One of the critical differences between conservatives and
liberals is that the former think the overall level of taxes and spending is
important, economically, whereas the latter think only the difference
between the two matters. When taxes exceed spending, resulting in a surplus,
this is good in the liberal view. When spending exceeds taxes, resulting in
a deficit, this is bad. Conservatives, however, are concerned whenever
spending or taxes increase, regardless of whether one happens to be higher
than the other.
Two years ago, revenues were close to $2 trillion, while
spending came to just under $1.9 trillion, leaving a surplus of $127
billion. Liberals were happy. But last year, revenues fell to just over $1.8
trillion, while spending rose to about $2 trillion, resulting in a deficit
of $158 billion. This made liberals unhappy.
Conservatives saw the matter differently. They saw taxes in 2001
as taking 19.9 percent of the gross domestic product -- well above the
historical average of about 18 percent. Spending came to 18.6 percent, well
down from 10 years earlier when it was 22.3 percent. But almost the entire
decline was accounted for by lower defense spending, which fell from 5.4
percent of GDP to 3.1 percent, and lower interest on the national debt,
which resulted mainly from lower interest rates by the Federal Reserve.

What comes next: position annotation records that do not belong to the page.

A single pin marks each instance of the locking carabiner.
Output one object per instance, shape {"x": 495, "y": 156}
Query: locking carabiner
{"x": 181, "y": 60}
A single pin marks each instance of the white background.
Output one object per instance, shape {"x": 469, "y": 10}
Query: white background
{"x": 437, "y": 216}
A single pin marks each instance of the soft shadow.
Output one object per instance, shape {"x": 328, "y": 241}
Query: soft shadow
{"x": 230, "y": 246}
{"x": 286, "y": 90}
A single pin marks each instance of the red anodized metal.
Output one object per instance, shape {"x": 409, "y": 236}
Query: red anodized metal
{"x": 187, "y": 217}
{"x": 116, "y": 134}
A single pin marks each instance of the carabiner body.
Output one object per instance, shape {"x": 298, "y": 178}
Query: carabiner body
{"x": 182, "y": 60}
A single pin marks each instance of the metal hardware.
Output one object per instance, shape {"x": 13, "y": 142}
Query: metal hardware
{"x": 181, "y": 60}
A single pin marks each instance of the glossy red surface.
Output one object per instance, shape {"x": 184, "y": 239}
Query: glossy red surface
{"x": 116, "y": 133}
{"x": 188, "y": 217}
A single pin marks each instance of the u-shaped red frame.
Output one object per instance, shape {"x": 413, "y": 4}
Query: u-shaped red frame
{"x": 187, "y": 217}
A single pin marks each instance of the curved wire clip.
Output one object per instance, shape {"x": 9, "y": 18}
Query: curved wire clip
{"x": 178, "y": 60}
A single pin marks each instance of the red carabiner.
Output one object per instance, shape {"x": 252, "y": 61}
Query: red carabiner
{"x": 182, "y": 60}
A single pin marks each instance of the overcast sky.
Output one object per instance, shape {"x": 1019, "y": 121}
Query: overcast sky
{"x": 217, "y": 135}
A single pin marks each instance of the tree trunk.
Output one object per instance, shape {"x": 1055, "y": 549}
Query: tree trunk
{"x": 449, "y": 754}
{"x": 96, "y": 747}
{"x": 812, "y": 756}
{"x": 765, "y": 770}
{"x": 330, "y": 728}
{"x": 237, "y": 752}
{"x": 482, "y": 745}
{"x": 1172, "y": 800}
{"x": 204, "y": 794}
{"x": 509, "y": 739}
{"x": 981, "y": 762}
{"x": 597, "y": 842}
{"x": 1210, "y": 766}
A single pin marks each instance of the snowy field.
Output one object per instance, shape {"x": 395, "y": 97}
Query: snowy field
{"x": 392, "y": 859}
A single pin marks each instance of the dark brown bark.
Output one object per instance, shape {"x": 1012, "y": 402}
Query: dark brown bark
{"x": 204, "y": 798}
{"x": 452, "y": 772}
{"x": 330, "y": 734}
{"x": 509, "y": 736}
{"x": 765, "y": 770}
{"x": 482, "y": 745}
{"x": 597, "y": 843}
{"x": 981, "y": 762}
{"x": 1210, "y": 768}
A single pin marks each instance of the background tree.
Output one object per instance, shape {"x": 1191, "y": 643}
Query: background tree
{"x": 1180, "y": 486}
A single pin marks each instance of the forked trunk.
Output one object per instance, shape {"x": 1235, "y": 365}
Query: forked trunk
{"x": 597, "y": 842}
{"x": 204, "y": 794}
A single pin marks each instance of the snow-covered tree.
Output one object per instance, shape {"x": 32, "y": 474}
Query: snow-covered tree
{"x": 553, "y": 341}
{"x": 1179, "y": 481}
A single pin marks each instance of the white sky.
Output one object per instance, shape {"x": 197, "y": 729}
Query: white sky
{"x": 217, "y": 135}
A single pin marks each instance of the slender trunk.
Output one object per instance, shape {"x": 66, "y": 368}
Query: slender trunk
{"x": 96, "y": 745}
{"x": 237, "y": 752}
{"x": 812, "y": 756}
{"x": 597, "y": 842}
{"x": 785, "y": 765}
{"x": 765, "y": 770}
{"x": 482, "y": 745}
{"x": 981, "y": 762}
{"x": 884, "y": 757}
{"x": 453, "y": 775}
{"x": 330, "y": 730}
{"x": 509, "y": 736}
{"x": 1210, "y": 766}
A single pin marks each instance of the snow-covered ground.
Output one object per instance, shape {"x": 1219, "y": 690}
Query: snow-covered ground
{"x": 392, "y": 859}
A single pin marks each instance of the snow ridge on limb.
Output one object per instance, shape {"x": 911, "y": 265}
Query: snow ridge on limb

These two items alone accounted for 3.5 percent of the 3.7 percent decline
in spending as a share of GDP.
Thus, domestic spending (all the rest) was virtually unchanged.
The decline in defense was worrisome, while the decline in interest was
meaningless. Economists view the latter as nothing but a pure transfer with
no significant economic effects. In fact, they often deduct interest
payments from government spending in order to calculate the primary
deficit -- the one that really matters for financial markets.
Consequently, conservatives were not particularly elated when
the budget was in surplus in 2001 and not particularly upset when it fell
into deficit in 2002. Insofar as the former was the result of high taxes and
inadequate defense spending, it was a bad thing in the conservative view.
And if the latter resulted from lower taxes and higher defense spending,
that was OK.
Of course, conservatives didn't always feel this way. During the
1950s and 1960s, they often obsessed about deficits and even supported
higher taxes and cuts in defense spending for this reason. But deficits
never went away because liberals always spent up to the point where deficits
became politically intolerable. This gave conservatives the reputation of
being tax collectors for the welfare state.
In 1978, this began to change, as conservative intellectuals,
especially the great economist Milton Friedman, argued that the conservative
concern for deficits had simply led to higher and higher taxes and bigger
and bigger government, with no offsetting benefits whatsoever. In a seminal
article in the summer 1978 issue of Policy Review, Friedman argued
forcefully for cutting government any way possible, even if it led to budget
deficits. Said Friedman, "I would far rather have total federal spending at
$200 billion with a deficit of $100 billion than a balanced budget at $500
Friedman's authority helped convince many conservatives to
support the burgeoning tax revolt, even though it might result in deficit
spending. They also discovered that if deficits became large enough,
liberals would finally be forced to cut spending.
What conservatives learned is that there really is no downside
to deficits as long as they result from lower taxes rather than higher
spending. No Republican candidate was ever defeated for supporting tax cuts,
even if they led to large deficits. And as long as the Federal Reserve
maintained a noninflationary monetary policy, and the United States imposed
no restrictions on international capital flows, interest rates could come
down even as deficits went up.
By contrast, liberals paid a heavy price for deficits because
they could no longer credibly support big government spending programs for
every real or imagined problem in society. Moreover, much of the spending
that bought liberal votes was cut under the pressure of deficits. Domestic
discretionary spending fell from 4.7 percent of GDP in 1980 to just 3
percent in 1999. Over the whole period, such spending was $1.5 trillion
lower than it would otherwise have been.
As a consequence, liberals lost support among swing voters
because they had nothing to offer them. This made such voters more receptive
to the conservative tax-cutting message.
Now the Republican Party has completely adopted the Friedman
mantra, which he repeated in The Wall Street Journal on Jan. 15: cut taxes
any time, anywhere, and don't worry about deficits. This has forced
Democrats to become "deficit hawks" for lack of any other issue. The
evidence suggests that it won't do them much good politically.